When the pandemic began, I remember people sending me well wishes, praising me for my sacrifice of being a healthcare worker. At times I found it undeserving, but the appreciation made my heart swell during those shifts that tested my limit. Commercials flooded my television screen mentioning how selfless we were, the nurses and doctors putting in long hours to keep a growing pandemic at bay.
My, have things changed.
Recently, it seems while viewing every avenue of media, I have found myself feeling frustrated and defeated. I have been called “sheep.” I have been called “brainwashed.” I have been told to “hop on your boxcar” to follow the rest. Just mere months ago I was a leader, a dedicated servant to the public. Now, I am a brainwashed masked member of society.
As shocking as it may be, wearing a mask is not a new concept to me as a nurse. I initially wore a mask during my very first day of clinical training in nursing school. I was assigned to care for a young woman battling breast cancer and she was immunocompromised. I remember being so concerned I would unintentionally harm her that I strategically counted every second I washed my hands and ensured my mask was properly placed before entering her room. No one called me a sheep that day. She was kind and appreciated the measures I took to provide care for her.
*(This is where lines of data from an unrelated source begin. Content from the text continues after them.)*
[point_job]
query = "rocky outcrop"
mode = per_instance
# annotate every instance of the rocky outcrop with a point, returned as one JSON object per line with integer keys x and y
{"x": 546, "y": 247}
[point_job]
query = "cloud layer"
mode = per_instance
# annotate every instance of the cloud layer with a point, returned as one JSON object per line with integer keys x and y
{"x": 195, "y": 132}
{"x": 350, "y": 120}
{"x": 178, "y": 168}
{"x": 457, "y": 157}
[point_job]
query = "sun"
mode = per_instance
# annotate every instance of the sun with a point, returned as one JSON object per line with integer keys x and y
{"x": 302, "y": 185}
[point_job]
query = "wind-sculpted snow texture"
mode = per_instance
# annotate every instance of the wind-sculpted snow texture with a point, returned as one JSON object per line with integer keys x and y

My viewpoint on PPE did not waiver even after nursing school. Before the pandemic, I had been known to wear a mask when recommended by infectious disease guidelines. When I was high risk and pregnant back in 2018 I wore a mask while providing care to children diagnosed with respiratory illnesses like influenza and pneumonia. I wanted to keep myself, my unborn child, and my patients safe. Oddly enough, no child’s family ridiculed me or deemed me gullible then either.
And just last month, when caring for a child newly diagnosed with cancer, I ensured my mask was properly fit in hopes of preventing the transmission of any germs I could potentially pass. The child apologized as I listened to lung sounds, “I’m so sorry, my hair is falling out all over you!” I was speechless at the selfless comment. This sweet soul felt compelled to apologize to me because chemotherapy was beginning to show its effect. How could I not have the desire to do everything I could to protect innocent life such as this?
I am not here to argue.
I know far too well from the multitude of nasty public proclamations of disgust how many feel about mask recommendations. And honestly, I’ve never felt it wrong to have differing opinions about any matter. I guess I am just sorely naive to think this could be done so peacefully.
As a healthcare professional, I chose (yes I know, I CHOSE) to dedicate my life to serve you and your family the best way I know how. But if caring for my patients, and those around me means I am “brainwashed” and “gullible” then frankly I guess I have been so since my pinning ceremony as a new grad.
My heart is heavy with frustration because I genuinely care about the public. Despite the derogatory names I am called while wearing my mask, I will continue to provide care the best way I know how. How defeated it feels to be rejected based on popular political opinion.
Lest we not forget, most did not choose the healthcare profession because of its luxurious hours. The sacrifice of time with my family occurs all too often. I’ve missed birthdays and holidays while ensuring my patients were cared for as they should be. And I will do so again tomorrow and the day after that. Because no matter how the times may change, one thing remains the same- I am here to help you. Nothing more.